そう言って文は片手を超時に向かって差し出す。超時は不思議に感じながらもそれに応じ、文の手を握る。
ちょっとしたラブコメのようなシチュエーションにドキドキしながらも超時は文に問いかける。

「えと、神社までは遠いんですか?」

すると文は余裕の笑みを浮かべ、

「いやいや、ほんの数秒で着きますよ。
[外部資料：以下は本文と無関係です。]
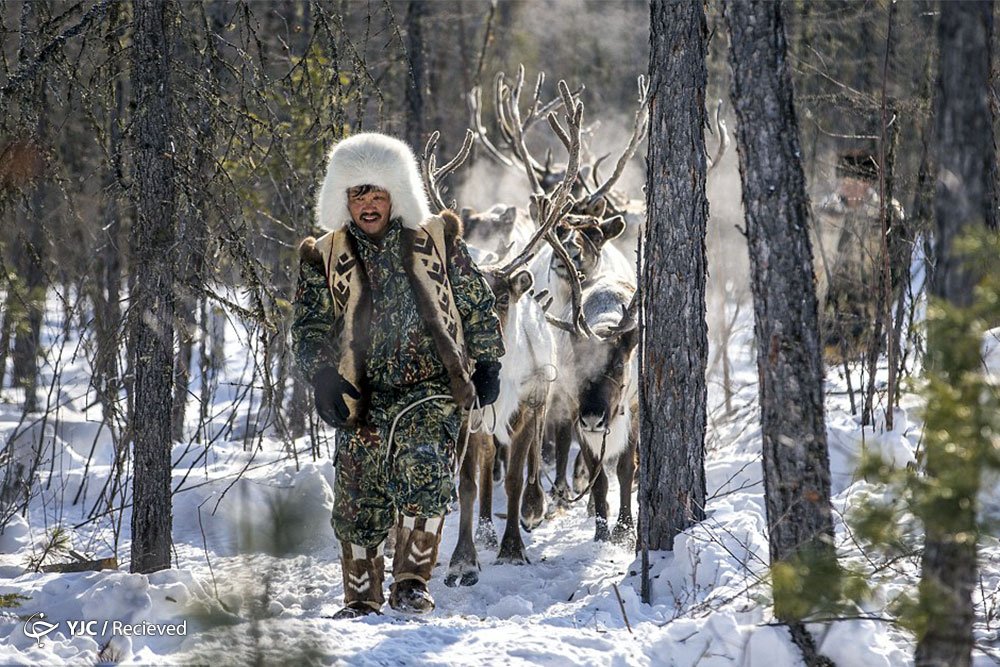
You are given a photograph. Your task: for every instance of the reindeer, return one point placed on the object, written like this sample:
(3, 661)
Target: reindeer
(849, 260)
(603, 401)
(517, 421)
(525, 378)
(497, 232)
一応手加減はしますが、移動の際に私の手を離さないようにして下さいね?」

「?それってどういう意m――っ!」

言い終わる前に超時はグイと体ごと文に引っ張られ、同時に超時に突風が吹き込んだ。

(っ!わっ、とと)

不意を疲れた超時は危うく転びそうになるも、風で目が開けられない中を文の手をしっかり握って必死で足を動かしてそれを免れる。
が、それはまるで進んでいる心地がせず、ただ足踏みのようにも超時には感じられた。

「そうそう、その調子。なかなか上手いじゃないですか。」

文の落ち着いた声に語りかけられ、超時はその風の中で恐るおそる目を少しあけ、転ばないように足を動かしながら周りを見る。
・・・すると周囲の景色がめまぐるしく変わっている事に気がついた。
次第にこの風にも慣れた超時は目をパチクリさせ、自分と文を取り囲む木々たちが次々に後ろに流れていくのを見て、

「風に・・・なっている?」

思わずそう呟くと文に聞こえたらしく、

「あ、お気づきですか?こんなこと人間には一度も試した事はないんですが、生きていて良かったです。これでも周りから見ればそよ風程度のものなんですよ?」

私一人ならもっと速くできるのですが、と付け加える文を見て超時は、

(この人もやっぱり妖怪なのか・・・。幻想郷にはいろんな人たちがいるんだな・・・)

そう思っているうちに文が

「あぁ見えました見えました。もう少しで到着です。」

そう言って間もなく二人は妖怪の山頂付近にある守矢神社へ到着した。太陽はもうすぐ山に沈むかというところだった。